Cellular Communications Data
Cell phones regularly communicate with their networks through control channel messages. This cell-tower signaling can locate and track individual cell phones using trilateration and other inferences with signals sent between phones and towers. This was one of the first technologies harnessed to provide origin-destination (OD) big data on a large scale and remains widely used. Because this data is provided by cell phone service providers and they are particularly concerned for their customer privacy, they do not release disaggregate data, but only aggregated data products.
# Precision and Coverage
Cell-based OD matrices can be obtained for most time periods of potential interest, including average weekday, average weekend day, individual day of the week, and multi-hour periods within the day. The spatial resolution or precision of the data is limited. Locations are generally only known with a precision of more than one hundred meters and sometimes only within one to two kilometers in areas of limited tower coverage, but precision tends to be better in urban areas with better tower coverage. Cell-based data is typically purchased in observation periods of one month which can result in smaller net sample sizes, despite higher penetration if compared to multiple months of other datasets.
# Sample Penetration
Sample penetration can vary significantly depending on the market share of various cell phone service providers and there are some areas with no coverage at all.

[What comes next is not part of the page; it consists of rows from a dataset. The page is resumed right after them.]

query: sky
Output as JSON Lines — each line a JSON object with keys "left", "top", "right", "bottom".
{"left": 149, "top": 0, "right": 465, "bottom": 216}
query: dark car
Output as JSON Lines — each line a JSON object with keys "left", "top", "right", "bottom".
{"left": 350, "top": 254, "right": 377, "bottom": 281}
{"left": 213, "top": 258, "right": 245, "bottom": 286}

The authors have found these samples typically include approximately 6–10% of vehicles in a corridor. These samples may include observations from a significantly larger portion of the population, perhaps as much as 30% or more depending on service provider market shares. However, not all trips by a person are necessarily observed. Therefore, the portion of trips observed is less than the portion of the population included in the sample. These figures vary by region, and some regions may have even larger samples than this range while others (especially rural areas) may not achieve this level of penetration.
Cell-based data is typically pre-expanded by the provider based on proprietary estimates of service provider market share at imputed residence locations. This residence- or population-based expansion can be helpful in addressing demographic biases related to market shares. However, this type of expansion does not address systematic biases that can arise in the data when people travel to and from locations with poor coverage or when trip-length bias arises from the varying frequency of observations which has been documented in this type of data.